The ServiceMonitor scrapes /actuator/prometheus. Requires the Prometheus Operator CRDs to be installed and a bearerTokenFile (or Helm-managed equivalent) pointing at the DVARA_ACTUATOR_METRICS_API_KEY value — see the ServiceMonitor parameter table above.

Security

The chart applies security hardening by default:

  • Non-root execution — Pods run as UID 1001 (runAsNonRoot: true)
  • Read-only filesystemreadOnlyRootFilesystem: true with a /tmp emptyDir for JVM temp files
  • No privilege escalationallowPrivilegeEscalation: false
  • Capabilities dropped — All Linux capabilities dropped
  • No service account tokenautomountServiceAccountToken: false (no K8s API access needed)
  • Secret key refs optional — Pods start even if only some provider keys are configured

Upgrading

# From OCI registry
helm upgrade dvara oci://ghcr.io/dvarahq/dvara/charts/meridian -f my-values.yaml

# From local chart
helm upgrade dvara charts/meridian/ -f my-values.yaml

Pods automatically restart when secrets or ConfigMap content changes (via checksum annotations on the pod template).

Running Helm Tests

helm test dvara

This runs test pods that verify gateway-server, gateway-ui, and (if enabled) mcp-proxy-server services are reachable.

Uninstalling

helm uninstall dvara

Troubleshooting

Pods stuck in CrashLoopBackOff

Check logs for JVM startup errors:

kubectl logs deployment/dvara-server

Common causes:

  • Insufficient memory — increase resources.limits.memory
  • Missing secret keys — verify the Secret exists: kubectl get secret dvara -o yaml

Startup probe fails

The startup probe allows 60 seconds (5s initial + 12 retries x 5s) for JVM warmup.

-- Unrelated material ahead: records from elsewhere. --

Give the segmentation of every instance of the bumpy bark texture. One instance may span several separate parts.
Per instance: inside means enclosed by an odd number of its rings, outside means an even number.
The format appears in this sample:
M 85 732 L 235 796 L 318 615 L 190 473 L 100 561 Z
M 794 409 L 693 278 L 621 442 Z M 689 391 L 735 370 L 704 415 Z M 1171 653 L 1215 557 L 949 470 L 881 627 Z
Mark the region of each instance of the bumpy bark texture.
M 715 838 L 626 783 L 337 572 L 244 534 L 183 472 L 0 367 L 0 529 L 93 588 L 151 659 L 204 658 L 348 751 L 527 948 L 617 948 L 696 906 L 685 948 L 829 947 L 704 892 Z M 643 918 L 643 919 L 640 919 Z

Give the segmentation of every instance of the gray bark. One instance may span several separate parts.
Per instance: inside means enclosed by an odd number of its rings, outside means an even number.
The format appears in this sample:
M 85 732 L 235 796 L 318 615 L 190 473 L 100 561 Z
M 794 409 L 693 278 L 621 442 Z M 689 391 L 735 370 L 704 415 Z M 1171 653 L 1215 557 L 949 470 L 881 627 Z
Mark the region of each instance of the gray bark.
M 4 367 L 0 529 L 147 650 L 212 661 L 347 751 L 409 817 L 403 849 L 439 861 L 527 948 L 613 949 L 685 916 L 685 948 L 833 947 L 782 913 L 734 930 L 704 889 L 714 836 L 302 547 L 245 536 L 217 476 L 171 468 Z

If your image is large or the node is slow, increase the startup probe:

gatewayServer:
startupProbe:
failureThreshold: 20

Services not reachable

# Check pod status
kubectl get pods -l app.kubernetes.io/component=gateway-server

# Check service endpoints
kubectl get endpoints dvara-server

# Port-forward to test directly
kubectl port-forward svc/dvara-server 8080:8080
curl http://localhost:8080/actuator/health

Providers not registering

Provider keys must be non-empty strings. Check the Secret:

kubectl get secret dvara -o jsonpath='{.data.openai-api-key}' | base64 -d

Empty string = provider disabled (this is expected for unused providers).